© YKAN

Kupang, 30 September 2019 - Untuk mendukung percepatan pengembangan rumput laut di Provinsi Nusa Tenggara Timur (NTT), Dinas Kelautan dan Perikanan Provinsi NTT bersama Yayasan Konservasi Alam Nusantara (YKAN), afiliasi dari The Nature Conservancy (TNC), menyelenggarakan workshop Percepatan Pengembangan Rumput Laut Berkelanjutan di Provinsi Nusa Tenggara Timur. Acara tersebut diselenggarakan di Kupang, pada 30 September 2019, dihadiri oleh para pemangku kepentingan yang terkait dengan pengembangan rumput laut di Provinsi NTT.

Budidaya rumput laut telah berkembang luas menjadi salah satu komoditas strategis yang memberikan kontribusi signifikan terhadap peningkatan ekonomi masyarakat pesisir. Sentra produksi rumput laut di NTT antara lain di Kabupaten Kupang, Rote Ndao, Sabu Raijua, dan Sumba Timur yang sebagian wilayah perairannya merupakan kawasan konservasi.

Kualitas rumput laut sangat dipengaruhi oleh kesehatan ekosistem perairan. Salah satu tantangan pengembangan rumput laut di NTT adalah dari sisi ekologis. Banyak lahan untuk budidaya rumput laut tumpang tindih dengan habitat alami dari padang lamun dan terumbu karang. Keberadaan padang lamun sebagai salah satu habitat vital di pesisir, selain mangrove dan terumbu karang, penting demi kelangsungan sumber daya perikanan. Berkurangnya tutupan lamun dalam suatu perairan mempengaruhi kualitas perairan maupun biota-biota laut yang hidup di sekitarnya.  

“Sangat penting untuk mengembangkan rumput laut secara berkelanjutan. Dengan kata lain, proses produksi atau budidaya rumput laut harus memperhatikan aspek ekologi untuk menjamin keberlanjutan produksi,” jelas Direktur Program Kelautan YKAN I TNC Muhammad Ilman.

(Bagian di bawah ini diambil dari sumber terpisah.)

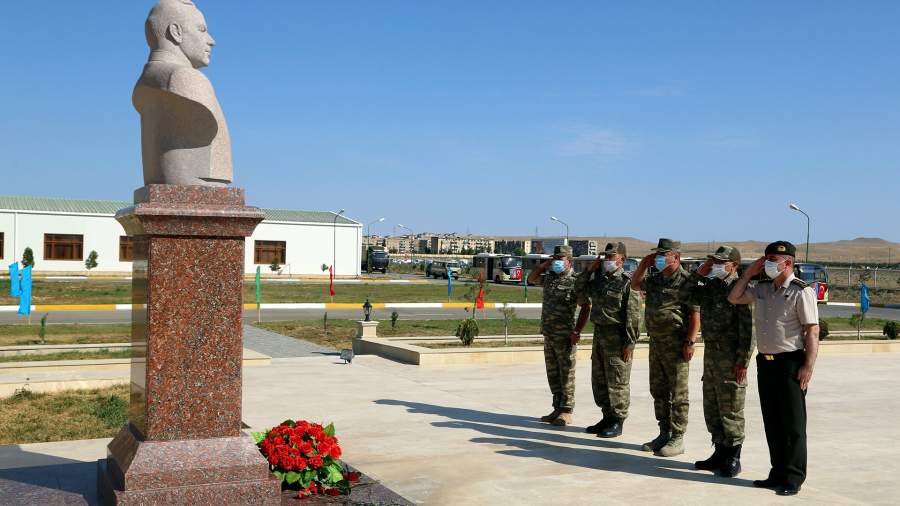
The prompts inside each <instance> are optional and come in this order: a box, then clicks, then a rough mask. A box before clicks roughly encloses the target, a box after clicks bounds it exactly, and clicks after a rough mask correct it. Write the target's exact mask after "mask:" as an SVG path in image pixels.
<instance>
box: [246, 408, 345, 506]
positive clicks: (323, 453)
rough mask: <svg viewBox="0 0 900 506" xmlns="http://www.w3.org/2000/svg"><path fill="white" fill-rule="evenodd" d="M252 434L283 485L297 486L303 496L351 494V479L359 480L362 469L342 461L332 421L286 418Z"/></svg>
mask: <svg viewBox="0 0 900 506" xmlns="http://www.w3.org/2000/svg"><path fill="white" fill-rule="evenodd" d="M253 437H254V438H255V439H256V444H257V446H259V450H260V451H261V452H262V454H263V456H265V457H266V460H268V462H269V468H270V469H271V470H272V473H273V474H275V476H277V477H278V479H280V480H281V485H282V488H285V489H290V490H298V491H299V494H298V495H299V496H300V497H301V498H302V497H308V496H311V495H314V494H323V495H340V494H349V493H350V484H351V482H354V481H357V480H359V473H356V472H350V471H349V470H348V469H346V467H345V466H344V465H343V464H342V463H341V461H340V458H341V447H340V445H339V444H338V440H337V438H336V437H335V435H334V425H333V424H329V425H328V426H326V427H323V426H322V425H320V424H317V423H309V422H307V421H299V422H295V421H293V420H286V421H284V422H282V423H281V424H280V425H278V426H277V427H273V428H272V429H270V430H269V431H267V432H256V433H253Z"/></svg>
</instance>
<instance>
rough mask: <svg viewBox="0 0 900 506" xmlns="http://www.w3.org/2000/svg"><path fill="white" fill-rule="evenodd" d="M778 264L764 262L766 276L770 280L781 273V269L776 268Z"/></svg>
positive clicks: (773, 262)
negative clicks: (768, 276) (765, 265)
mask: <svg viewBox="0 0 900 506" xmlns="http://www.w3.org/2000/svg"><path fill="white" fill-rule="evenodd" d="M778 264H779V262H772V261H769V260H766V276H769V277H770V278H772V279H775V278H777V277H778V276H780V275H781V273H782V272H783V269H779V268H778Z"/></svg>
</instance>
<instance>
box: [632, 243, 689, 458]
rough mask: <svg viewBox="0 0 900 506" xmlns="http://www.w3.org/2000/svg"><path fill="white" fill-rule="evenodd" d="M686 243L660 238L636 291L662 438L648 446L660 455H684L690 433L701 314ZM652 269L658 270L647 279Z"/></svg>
mask: <svg viewBox="0 0 900 506" xmlns="http://www.w3.org/2000/svg"><path fill="white" fill-rule="evenodd" d="M680 247H681V243H680V242H679V241H673V240H671V239H665V238H662V239H660V240H659V243H658V244H657V246H656V248H655V249H654V250H653V253H651V254H650V255H647V256H646V257H645V258H644V259H643V260H641V263H640V264H639V265H638V268H637V270H636V271H635V273H634V275H633V276H632V278H631V289H632V290H643V291H644V293H645V294H646V308H645V310H644V321H645V322H646V323H647V333H648V334H650V395H651V396H653V408H654V412H655V414H656V420H657V422H658V423H659V435H658V436H656V438H654V439H653V440H652V441H649V442H647V443H644V445H643V447H642V449H643V450H644V451H652V452H653V454H654V455H657V456H660V457H674V456H675V455H680V454H682V453H684V432H685V431H686V430H687V422H688V409H689V407H690V404H689V401H688V375H689V373H690V360H691V358H693V356H694V341H693V339H692V338H691V337H690V336H695V335H696V334H697V329H698V327H699V326H700V315H698V314H697V313H696V312H695V311H694V310H693V309H692V308H691V306H690V305H689V302H690V301H689V298H690V292H689V288H690V287H689V286H688V285H689V284H690V283H691V277H690V275H689V274H688V273H687V271H685V270H684V268H683V267H682V266H681V253H680V252H679V248H680ZM651 266H655V267H656V272H654V273H653V274H651V275H649V276H646V273H647V271H648V270H649V269H650V267H651Z"/></svg>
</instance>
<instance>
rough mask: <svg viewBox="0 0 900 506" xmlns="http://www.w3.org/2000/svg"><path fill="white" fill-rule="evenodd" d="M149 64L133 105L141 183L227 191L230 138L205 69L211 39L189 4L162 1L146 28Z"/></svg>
mask: <svg viewBox="0 0 900 506" xmlns="http://www.w3.org/2000/svg"><path fill="white" fill-rule="evenodd" d="M145 31H146V36H147V44H148V45H149V46H150V59H149V61H148V62H147V65H145V66H144V71H143V73H142V74H141V77H140V79H139V80H138V82H137V85H135V88H134V94H133V95H132V102H133V103H134V108H135V109H137V111H138V113H140V115H141V151H142V159H143V165H144V184H145V185H149V184H173V185H188V186H226V185H228V184H229V183H231V181H232V168H231V138H230V137H229V135H228V125H227V124H226V123H225V116H224V115H223V114H222V108H221V107H220V106H219V101H218V100H217V99H216V93H215V91H214V90H213V87H212V83H210V81H209V79H207V77H206V76H205V75H204V74H203V73H202V72H200V71H199V70H197V69H199V68H203V67H206V66H207V65H209V61H210V55H211V53H212V47H213V46H214V45H215V40H213V38H212V36H210V34H209V31H208V30H207V27H206V20H205V19H204V17H203V14H202V13H201V12H200V11H199V10H198V9H197V7H196V6H195V5H194V3H193V2H192V1H191V0H160V1H159V3H157V4H156V5H155V6H154V7H153V8H152V9H151V10H150V15H149V16H148V17H147V22H146V25H145Z"/></svg>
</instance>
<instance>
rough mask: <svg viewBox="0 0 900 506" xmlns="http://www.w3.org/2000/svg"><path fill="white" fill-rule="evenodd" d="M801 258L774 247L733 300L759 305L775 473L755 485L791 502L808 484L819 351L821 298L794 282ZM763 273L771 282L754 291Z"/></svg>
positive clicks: (735, 291)
mask: <svg viewBox="0 0 900 506" xmlns="http://www.w3.org/2000/svg"><path fill="white" fill-rule="evenodd" d="M796 253H797V248H795V247H794V245H793V244H791V243H789V242H786V241H777V242H773V243H772V244H769V245H768V246H766V252H765V256H764V257H762V258H760V259H759V260H757V261H756V262H754V263H753V264H752V265H751V266H750V267H748V268H747V270H745V271H744V274H743V275H742V276H741V279H739V280H738V282H737V283H735V286H734V288H733V289H732V290H731V294H730V295H729V297H728V301H729V302H731V303H732V304H756V311H755V320H756V339H757V341H758V346H759V354H758V355H757V356H756V368H757V381H758V384H759V405H760V408H761V409H762V416H763V425H764V427H765V430H766V442H767V443H768V445H769V460H770V461H771V464H772V468H771V470H770V471H769V476H768V478H766V479H765V480H757V481H754V482H753V485H755V486H757V487H763V488H772V489H775V491H776V493H777V494H778V495H786V496H790V495H796V494H797V493H798V492H800V487H801V486H802V485H803V482H804V481H805V480H806V389H807V387H808V386H809V381H810V379H811V378H812V373H813V369H814V368H815V365H816V355H817V354H818V351H819V309H818V307H817V305H816V294H815V291H814V290H813V288H812V287H811V286H807V285H806V284H805V283H804V282H803V281H801V280H799V279H797V278H795V277H794V258H795V255H796ZM763 271H765V273H766V276H768V279H765V280H763V281H760V282H758V283H757V284H756V285H755V286H750V280H751V278H752V277H753V276H755V275H757V274H759V273H760V272H763Z"/></svg>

Berdasarkan data Statistik Sumber Daya Laut dan Pesisir Kementerian Kelautan dan Perikanan 2018, NTT menjadi produsen rumput laut terbesar nasional pada 2013 dan saat ini merupakan produsen terbesar kedua dengan total produksi sejumlah 1.941.707 ton pada 2017. Kebijakan Pemerintah Provinsi NTT terkait pengembangan rumput laut sebagai salah satu komoditas andalan dalam skala besar terbilang realistis karena selaras dengan posisi yang telah dicapai Provinsi NTT beserta dengan potensinya, yaitu masih luasnya lahan yang sesuai untuk menjadi area baru pengembangan rumput laut.

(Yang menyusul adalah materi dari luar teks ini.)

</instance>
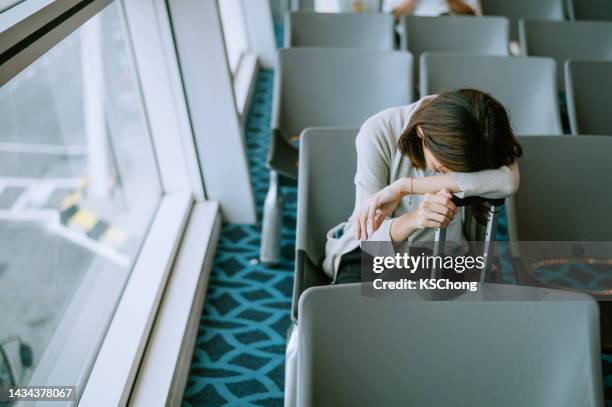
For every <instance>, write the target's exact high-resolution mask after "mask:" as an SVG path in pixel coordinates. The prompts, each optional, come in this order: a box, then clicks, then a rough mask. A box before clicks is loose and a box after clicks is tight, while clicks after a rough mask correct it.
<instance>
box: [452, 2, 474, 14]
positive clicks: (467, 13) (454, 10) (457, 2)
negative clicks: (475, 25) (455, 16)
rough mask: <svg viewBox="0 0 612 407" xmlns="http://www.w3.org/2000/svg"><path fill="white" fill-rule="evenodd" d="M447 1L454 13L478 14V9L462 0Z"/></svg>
mask: <svg viewBox="0 0 612 407" xmlns="http://www.w3.org/2000/svg"><path fill="white" fill-rule="evenodd" d="M446 3H447V4H448V8H449V9H450V11H451V12H452V13H453V14H467V15H472V16H473V15H476V11H475V10H474V9H472V8H471V7H470V6H468V5H467V4H466V3H465V2H463V1H462V0H446Z"/></svg>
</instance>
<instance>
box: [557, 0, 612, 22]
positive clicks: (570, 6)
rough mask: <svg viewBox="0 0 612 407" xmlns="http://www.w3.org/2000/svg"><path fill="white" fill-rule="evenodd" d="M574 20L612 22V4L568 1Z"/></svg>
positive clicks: (588, 1)
mask: <svg viewBox="0 0 612 407" xmlns="http://www.w3.org/2000/svg"><path fill="white" fill-rule="evenodd" d="M567 10H568V12H569V16H570V18H571V19H572V20H591V21H592V20H601V21H612V2H610V1H609V0H567Z"/></svg>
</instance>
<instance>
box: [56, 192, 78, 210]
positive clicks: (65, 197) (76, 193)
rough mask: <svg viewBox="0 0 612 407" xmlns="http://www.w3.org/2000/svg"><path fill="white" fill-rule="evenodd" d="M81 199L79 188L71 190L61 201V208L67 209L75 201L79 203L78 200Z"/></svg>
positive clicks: (74, 203) (75, 202)
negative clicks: (61, 200) (71, 192)
mask: <svg viewBox="0 0 612 407" xmlns="http://www.w3.org/2000/svg"><path fill="white" fill-rule="evenodd" d="M80 200H81V192H80V191H79V190H76V191H74V192H72V193H71V194H70V195H68V196H66V197H65V198H64V199H63V200H62V203H61V205H60V206H61V208H60V209H62V210H65V209H68V208H70V207H71V206H74V205H76V204H77V203H79V201H80Z"/></svg>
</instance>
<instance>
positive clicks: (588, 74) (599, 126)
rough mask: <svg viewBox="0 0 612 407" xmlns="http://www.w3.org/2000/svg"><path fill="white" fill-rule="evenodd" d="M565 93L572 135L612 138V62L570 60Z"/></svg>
mask: <svg viewBox="0 0 612 407" xmlns="http://www.w3.org/2000/svg"><path fill="white" fill-rule="evenodd" d="M565 90H566V93H567V110H568V115H569V119H570V127H571V129H572V133H573V134H602V135H603V134H605V135H610V136H612V115H611V114H610V109H611V106H612V61H609V62H608V61H567V62H566V63H565Z"/></svg>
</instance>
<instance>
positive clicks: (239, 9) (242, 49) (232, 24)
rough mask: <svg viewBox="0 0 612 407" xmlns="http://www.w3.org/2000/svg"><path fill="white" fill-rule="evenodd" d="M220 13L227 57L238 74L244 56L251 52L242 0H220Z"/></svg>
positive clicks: (219, 0)
mask: <svg viewBox="0 0 612 407" xmlns="http://www.w3.org/2000/svg"><path fill="white" fill-rule="evenodd" d="M219 14H220V15H221V22H222V24H223V36H224V37H225V49H226V50H227V59H228V62H229V65H230V69H231V71H232V73H233V74H236V71H237V70H238V67H239V65H240V62H241V60H242V58H243V57H244V55H245V54H246V53H247V52H249V40H248V37H247V33H246V24H245V18H244V10H243V7H242V0H219Z"/></svg>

Selain aspek peningkatan produksi, aspek daya saing dan nilai tambah juga  harus menjadi hal yang dipikirkan oleh seluruh pemangku kepentingan dalam pengembangan rumput laut. Selama ini, produk rumput laut Indonesia masih didominasi oleh produk dalam bentuk mentah. Baru sekitar 3-5% dari produk rumput laut Indonesia yang berbentuk produk olahan. Produk rumput laut Indonesia dalam bentuk mentah pun secara umum dinilai belum berkualitas tinggi karena proses produksi yang meliputi pembibitan, pembesaran serta penanganan pasca panen belum memenuhi standar.

“Laut merupakan masa depan kita. Momen ini sangat berharga karena menandakan sebuah langkah maju dalam pembangunan bidang kelautan dan perikanan di Provinsi NTT. Target produksi rumput laut yang dicanangkan oleh Pemerintah Provinsi NTT pada 2019 adalah 2,4 juta ton, seperti tertuang dalam Rencana Pembangunan Jangka Menengah Daerah (RPJMD) 2018-2023,” terang Kepala Dinas Kelautan dan Perikanan Provinsi NTT, Ganef Wurgiyanto.

Ganef menambahkan, agar hasilnya optimal, kebijakan percepatan pengembangan budidaya rumput laut secara berkelanjutan oleh Pemerintah Provinsi NTT membutuhkan kesepahaman, komitmen, dan peran strategis para pemangku kepentingan baik pembudidaya, dunia usaha, lembaga swadaya masyarakat, maupun unsur terkait lainnya. Sinergi ini demi tak lain untuk meningkatkan produksi, mutu, dan daya saing produk rumput laut dalam mendukung pembangunan daerah dan  kesejahteraan masyarakat NTT.